= Grigorijs Ņemcovs =

Latvian journalist, businessman and politician

Ņemcovs

Grigorijs Ņemcovs (Григорий Владимирович Немцов, Grigory Nemtsov; 11 December 1948 – 16 April 2010) was a Latvian journalist, businessman and politician (deputy mayor of Daugavpils). He began his career in Daugavpils city council. He published a regional newspaper (Million) and owned a local television station.

== Biography ==
Ņemcovs founded Latvia's largest regional Russian-language newspaper, Million, in 1995. The paper has covered political and local government corruption and mismanagement.

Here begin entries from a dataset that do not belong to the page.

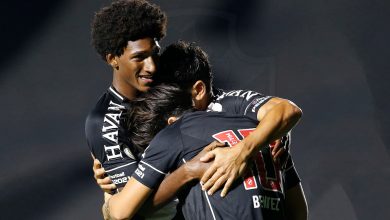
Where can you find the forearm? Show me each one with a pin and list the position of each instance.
(273, 124)
(168, 188)
(126, 203)
(296, 204)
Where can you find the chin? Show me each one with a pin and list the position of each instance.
(144, 88)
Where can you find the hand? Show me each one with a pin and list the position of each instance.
(196, 168)
(278, 149)
(105, 183)
(228, 166)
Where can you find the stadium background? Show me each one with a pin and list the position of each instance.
(330, 57)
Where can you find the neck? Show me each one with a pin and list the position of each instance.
(124, 89)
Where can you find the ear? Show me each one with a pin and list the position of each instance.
(112, 60)
(198, 91)
(171, 120)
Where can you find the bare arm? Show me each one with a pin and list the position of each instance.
(192, 170)
(296, 203)
(277, 117)
(126, 203)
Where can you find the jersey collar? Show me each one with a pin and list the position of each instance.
(116, 94)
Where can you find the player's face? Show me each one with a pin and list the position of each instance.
(137, 64)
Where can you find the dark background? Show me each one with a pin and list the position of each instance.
(331, 57)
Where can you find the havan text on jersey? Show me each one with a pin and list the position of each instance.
(110, 130)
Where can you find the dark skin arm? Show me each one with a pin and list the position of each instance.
(192, 170)
(174, 182)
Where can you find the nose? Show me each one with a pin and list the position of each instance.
(150, 65)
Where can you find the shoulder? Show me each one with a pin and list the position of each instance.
(236, 93)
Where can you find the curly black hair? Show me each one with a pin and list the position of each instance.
(113, 26)
(184, 63)
(150, 111)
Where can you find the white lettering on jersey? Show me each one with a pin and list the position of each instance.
(111, 136)
(113, 152)
(115, 107)
(266, 202)
(239, 93)
(111, 125)
(114, 117)
(110, 130)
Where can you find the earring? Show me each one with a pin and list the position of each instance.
(114, 65)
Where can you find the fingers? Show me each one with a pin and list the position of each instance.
(106, 184)
(96, 164)
(275, 146)
(278, 154)
(218, 184)
(99, 173)
(227, 186)
(208, 156)
(213, 179)
(208, 174)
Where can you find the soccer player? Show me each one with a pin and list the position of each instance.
(126, 35)
(261, 195)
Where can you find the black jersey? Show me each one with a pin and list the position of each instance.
(105, 131)
(240, 102)
(259, 196)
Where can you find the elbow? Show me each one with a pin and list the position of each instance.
(119, 214)
(293, 113)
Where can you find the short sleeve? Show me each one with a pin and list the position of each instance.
(240, 102)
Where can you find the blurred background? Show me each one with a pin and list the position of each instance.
(331, 57)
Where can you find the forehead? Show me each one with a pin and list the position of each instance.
(144, 44)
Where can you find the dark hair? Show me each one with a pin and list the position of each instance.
(150, 112)
(184, 63)
(113, 26)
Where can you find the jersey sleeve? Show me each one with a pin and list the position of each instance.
(159, 158)
(240, 102)
(290, 174)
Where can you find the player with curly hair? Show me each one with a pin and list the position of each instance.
(126, 35)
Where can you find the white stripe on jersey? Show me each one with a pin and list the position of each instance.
(153, 168)
(125, 165)
(211, 208)
(117, 94)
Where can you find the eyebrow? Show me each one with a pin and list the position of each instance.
(143, 52)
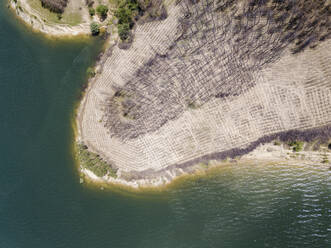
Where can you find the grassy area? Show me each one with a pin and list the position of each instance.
(94, 162)
(70, 16)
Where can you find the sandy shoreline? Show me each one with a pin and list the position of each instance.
(267, 154)
(153, 149)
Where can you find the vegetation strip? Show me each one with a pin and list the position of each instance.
(93, 162)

He was the founder of the society movement Latgales Tauta (Nation of Latgale). In 2007, death threats were made against Ņemcovs, and his house was burned down. The arsonists have not been identified. He was also physically attacked in 2000 by unidentified assailants who took his passport.

On 16 April 2010, Ņemcovs was shot twice in the head at close range when he went to a meeting in a café. The murder appeared to have been carefully planned and executed. The gunman seemed to have been following Ņemcovs when he arrived at a café on Lāčplēša iela near the University of Daugavpils. He was already dead when emergency services arrived at the scene. He was 61 years old.